Pour Anne-Marie Marchetti, « La prison a pour clientèle privilégiée les classes populaires ». Elle brosse un tableau saisissant des conditions de vie des personnes incarcérées aujourd’hui en France. La prison enferme les pauvres et fabrique de la misère.
Le contexte ainsi posé, nous avons tenté d’aller « au-delà des murs » pour comprendre comment les détenus ressentent les peines qu’ils imposent bien involontairement à leurs familles, et comment celles-ci subissent cette incarcération : quelles conséquences dans leur vie ?
Comme ces femmes d’une maison d’arrêt, la plupart des détenus sont culpabilisés et savent pertinemment que les membres de leur famille souffrent moralement et matériellement de leur incarcération : « Eux aussi, ils sont condamnés... ! »
Pourtant, si elle peut être maintenue malgré les difficultés, la « relation familiale » se transforme en force : « Heureusement que j’ai encore mes enfants, sinon j’aurais arrêté de me battre depuis longtemps... J’ai eu la visite de ma Marie (sa femme) et de mes enfants. Si je me bats, c'est à cause d’eux, car ils ont besoin de moi... »
Voir ses enfants, pouvoir leur écrire, leur manifester son affection, c’est la meilleure prévention contre le suicide, nous dit Florence Piworunas de l’association Relais Enfants-Parents.
Bien sûr, les rencontres possibles sont toujours éphémères et fragiles, les moments de séparation après les visites sont toujours difficiles à vivre. Néanmoins les prisonniers peuvent avoir le sentiment d’ « exister » à travers ces moments privilégiés. Comme le dit une des femmes de la maison d’arrêt de Loos : « Si on n’a pas d’émotion, on n’est plus rien ».
Mais justement lorsque la distance est trop grande pour que la famille puisse venir au parloir et si de surcroît elle n’a pas l’habitude d’écrire, alors les relations familiales se distendent et les émotions s’étiolent.
Et s’il n’y a pas de famille ? Et si les ponts sont rompus ? Des personnes, des associations jouent alors un rôle indispensable de lien avec l’extérieur, d’amitié même. Sans un tel soutien, il est bien difficile depuis sa cellule d’entreprendre des démarches administratives ou personnelles.

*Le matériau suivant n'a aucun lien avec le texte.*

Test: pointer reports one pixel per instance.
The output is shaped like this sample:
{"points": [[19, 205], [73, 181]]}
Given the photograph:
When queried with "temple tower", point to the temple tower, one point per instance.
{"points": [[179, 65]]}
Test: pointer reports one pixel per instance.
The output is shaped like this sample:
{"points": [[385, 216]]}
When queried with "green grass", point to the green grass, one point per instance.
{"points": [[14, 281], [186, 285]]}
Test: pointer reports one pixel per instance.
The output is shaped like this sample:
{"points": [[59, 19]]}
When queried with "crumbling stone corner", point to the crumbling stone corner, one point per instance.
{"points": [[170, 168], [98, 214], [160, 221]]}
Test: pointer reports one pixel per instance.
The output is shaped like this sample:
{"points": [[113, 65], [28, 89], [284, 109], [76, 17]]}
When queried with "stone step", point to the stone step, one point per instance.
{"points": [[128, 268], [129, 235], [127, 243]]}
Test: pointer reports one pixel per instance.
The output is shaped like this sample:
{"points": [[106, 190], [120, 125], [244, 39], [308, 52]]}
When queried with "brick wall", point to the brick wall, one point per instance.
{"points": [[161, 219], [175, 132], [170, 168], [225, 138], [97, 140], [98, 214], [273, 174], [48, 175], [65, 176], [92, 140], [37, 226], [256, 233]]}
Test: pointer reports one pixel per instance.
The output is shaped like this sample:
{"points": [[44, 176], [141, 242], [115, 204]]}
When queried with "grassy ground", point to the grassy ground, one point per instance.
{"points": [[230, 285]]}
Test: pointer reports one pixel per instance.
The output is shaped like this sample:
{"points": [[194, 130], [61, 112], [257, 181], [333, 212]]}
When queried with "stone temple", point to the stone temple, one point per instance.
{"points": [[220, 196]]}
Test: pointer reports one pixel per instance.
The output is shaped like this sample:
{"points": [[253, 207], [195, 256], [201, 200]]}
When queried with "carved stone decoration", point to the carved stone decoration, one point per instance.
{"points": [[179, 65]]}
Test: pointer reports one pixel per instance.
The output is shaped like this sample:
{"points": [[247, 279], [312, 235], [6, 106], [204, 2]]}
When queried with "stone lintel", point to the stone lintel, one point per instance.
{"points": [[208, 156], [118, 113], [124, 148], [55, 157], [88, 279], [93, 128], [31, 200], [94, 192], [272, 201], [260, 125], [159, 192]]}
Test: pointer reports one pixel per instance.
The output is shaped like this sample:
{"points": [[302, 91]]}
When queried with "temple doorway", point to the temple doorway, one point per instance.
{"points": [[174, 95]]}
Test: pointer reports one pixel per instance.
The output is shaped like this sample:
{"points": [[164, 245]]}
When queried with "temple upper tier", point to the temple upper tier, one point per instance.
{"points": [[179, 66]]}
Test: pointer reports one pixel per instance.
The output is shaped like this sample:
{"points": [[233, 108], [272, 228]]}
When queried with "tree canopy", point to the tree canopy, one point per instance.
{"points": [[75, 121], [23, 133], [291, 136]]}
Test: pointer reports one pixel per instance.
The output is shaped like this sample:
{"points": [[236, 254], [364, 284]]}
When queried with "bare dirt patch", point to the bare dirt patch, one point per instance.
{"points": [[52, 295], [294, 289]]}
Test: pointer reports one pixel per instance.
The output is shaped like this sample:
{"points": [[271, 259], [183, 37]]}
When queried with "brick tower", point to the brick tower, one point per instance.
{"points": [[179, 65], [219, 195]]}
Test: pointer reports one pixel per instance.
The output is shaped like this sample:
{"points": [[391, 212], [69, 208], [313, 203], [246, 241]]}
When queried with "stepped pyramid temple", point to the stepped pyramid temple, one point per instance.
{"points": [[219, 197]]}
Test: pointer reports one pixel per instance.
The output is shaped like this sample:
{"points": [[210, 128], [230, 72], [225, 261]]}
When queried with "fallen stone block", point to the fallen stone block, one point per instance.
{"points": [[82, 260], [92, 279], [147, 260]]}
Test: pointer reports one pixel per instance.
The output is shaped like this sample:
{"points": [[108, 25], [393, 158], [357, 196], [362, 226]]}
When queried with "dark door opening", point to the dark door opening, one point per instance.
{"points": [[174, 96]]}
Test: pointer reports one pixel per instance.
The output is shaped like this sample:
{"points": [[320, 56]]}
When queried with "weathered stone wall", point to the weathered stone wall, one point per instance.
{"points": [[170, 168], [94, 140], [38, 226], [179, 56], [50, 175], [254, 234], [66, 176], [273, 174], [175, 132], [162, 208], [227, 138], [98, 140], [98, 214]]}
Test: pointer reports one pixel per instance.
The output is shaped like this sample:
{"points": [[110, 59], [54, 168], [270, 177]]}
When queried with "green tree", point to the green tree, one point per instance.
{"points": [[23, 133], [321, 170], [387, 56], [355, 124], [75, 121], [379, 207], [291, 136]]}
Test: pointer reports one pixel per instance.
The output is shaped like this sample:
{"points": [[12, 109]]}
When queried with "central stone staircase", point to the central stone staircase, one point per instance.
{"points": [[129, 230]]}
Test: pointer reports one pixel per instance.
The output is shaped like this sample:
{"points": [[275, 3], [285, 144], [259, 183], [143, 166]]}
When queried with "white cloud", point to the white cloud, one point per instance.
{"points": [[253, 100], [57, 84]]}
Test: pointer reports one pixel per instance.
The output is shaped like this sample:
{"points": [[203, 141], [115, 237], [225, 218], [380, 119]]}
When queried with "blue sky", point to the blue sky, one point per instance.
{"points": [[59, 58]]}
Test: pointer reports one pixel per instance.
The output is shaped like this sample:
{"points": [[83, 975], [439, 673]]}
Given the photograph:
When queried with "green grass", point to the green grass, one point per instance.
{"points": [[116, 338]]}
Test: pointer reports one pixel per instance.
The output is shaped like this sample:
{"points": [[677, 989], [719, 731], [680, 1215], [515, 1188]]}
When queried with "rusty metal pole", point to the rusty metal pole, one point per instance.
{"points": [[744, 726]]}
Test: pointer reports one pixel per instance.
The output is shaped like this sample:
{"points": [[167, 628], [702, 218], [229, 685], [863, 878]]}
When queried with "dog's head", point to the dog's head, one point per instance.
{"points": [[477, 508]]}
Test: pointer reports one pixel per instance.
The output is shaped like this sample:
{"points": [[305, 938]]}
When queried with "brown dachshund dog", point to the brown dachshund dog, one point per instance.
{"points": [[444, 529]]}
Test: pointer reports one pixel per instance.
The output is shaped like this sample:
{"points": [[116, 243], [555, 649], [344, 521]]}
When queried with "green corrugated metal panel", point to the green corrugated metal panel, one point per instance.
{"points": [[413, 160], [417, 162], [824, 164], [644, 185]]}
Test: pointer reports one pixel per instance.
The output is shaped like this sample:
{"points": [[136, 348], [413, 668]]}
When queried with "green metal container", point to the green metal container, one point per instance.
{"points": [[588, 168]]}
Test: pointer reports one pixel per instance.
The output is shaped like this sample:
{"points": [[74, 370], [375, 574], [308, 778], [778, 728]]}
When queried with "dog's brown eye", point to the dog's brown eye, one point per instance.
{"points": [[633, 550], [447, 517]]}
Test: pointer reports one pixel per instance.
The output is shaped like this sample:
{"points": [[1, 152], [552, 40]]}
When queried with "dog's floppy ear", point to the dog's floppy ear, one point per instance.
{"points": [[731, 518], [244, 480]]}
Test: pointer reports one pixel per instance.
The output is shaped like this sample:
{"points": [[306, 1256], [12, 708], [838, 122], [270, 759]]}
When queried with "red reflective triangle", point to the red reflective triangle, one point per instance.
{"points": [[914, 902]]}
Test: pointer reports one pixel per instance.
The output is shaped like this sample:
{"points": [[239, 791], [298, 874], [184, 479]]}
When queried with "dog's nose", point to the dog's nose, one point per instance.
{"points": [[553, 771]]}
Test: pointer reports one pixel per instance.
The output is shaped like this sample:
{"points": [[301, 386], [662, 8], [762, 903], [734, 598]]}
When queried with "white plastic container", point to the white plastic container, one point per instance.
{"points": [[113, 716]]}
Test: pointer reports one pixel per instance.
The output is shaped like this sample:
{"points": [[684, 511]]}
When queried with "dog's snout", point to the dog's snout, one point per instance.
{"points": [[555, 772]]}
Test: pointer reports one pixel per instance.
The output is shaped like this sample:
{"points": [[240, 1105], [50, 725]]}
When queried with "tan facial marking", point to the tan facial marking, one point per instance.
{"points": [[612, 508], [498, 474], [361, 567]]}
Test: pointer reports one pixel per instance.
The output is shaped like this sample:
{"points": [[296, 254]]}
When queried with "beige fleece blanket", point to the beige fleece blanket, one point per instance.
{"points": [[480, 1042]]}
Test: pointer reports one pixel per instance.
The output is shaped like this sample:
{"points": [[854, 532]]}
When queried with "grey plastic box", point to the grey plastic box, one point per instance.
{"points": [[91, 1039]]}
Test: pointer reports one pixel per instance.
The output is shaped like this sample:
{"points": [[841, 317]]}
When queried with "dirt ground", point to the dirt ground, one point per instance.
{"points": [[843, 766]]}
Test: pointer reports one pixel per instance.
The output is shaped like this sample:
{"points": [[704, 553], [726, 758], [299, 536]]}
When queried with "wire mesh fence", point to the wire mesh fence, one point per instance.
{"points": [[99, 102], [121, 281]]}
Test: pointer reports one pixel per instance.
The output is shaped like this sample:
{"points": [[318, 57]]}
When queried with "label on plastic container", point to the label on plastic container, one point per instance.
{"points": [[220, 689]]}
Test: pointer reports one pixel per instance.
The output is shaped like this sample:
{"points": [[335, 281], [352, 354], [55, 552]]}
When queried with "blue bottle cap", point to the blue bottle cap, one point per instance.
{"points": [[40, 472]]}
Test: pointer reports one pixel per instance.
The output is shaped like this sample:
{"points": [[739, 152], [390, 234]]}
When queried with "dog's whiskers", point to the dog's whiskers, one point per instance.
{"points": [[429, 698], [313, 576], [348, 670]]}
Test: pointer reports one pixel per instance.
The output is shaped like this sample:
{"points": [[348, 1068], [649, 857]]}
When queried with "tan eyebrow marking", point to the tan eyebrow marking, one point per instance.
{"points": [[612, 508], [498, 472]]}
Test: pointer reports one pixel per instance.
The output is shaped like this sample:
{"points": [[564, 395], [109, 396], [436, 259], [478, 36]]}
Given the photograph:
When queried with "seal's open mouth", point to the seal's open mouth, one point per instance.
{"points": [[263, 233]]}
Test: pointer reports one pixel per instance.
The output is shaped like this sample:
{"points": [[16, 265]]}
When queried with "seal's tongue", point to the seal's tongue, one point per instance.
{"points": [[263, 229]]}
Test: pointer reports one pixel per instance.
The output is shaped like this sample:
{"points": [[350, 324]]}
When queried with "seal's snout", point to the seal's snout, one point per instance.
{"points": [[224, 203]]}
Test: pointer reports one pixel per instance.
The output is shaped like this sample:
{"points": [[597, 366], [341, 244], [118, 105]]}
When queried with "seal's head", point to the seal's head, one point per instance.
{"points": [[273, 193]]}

Des associations sont là pour permettre aussi de mettre des mots sur ce que l’on vit ou ce que l’on veut transmettre, comme le tentent quelques radios associatives.
Mais les familles de détenus, qui les soutient ? « Nous aussi, nous sommes enfermées » dit une femme à la sortie du parloir. La vie des femmes de détenus est rythmée par ces demi-heures de visite plusieurs fois par semaine, avec souvent de longs temps passés dans les transports. A la maison, elles doivent faire face seules aux problèmes financiers, aux soucis des enfants, à la honte d’avoir quelqu’un en prison.
Comment ces personnes tiennent-elles le coup ? Les centres d’accueil près des prisons jouent un rôle important pour leur permettre de s’y rencontrer, de se soutenir entre elles, de tisser des amitiés ou des complicités, d’être aidées dans leurs démarches.
Quant au détenu lui-même, pour l’aider dans la prise de conscience de sa situation et dans la préparation de sa sortie, il a besoin lui aussi de relais, de médiateurs. Ce dont témoignent plusieurs auteurs dans ce dossier.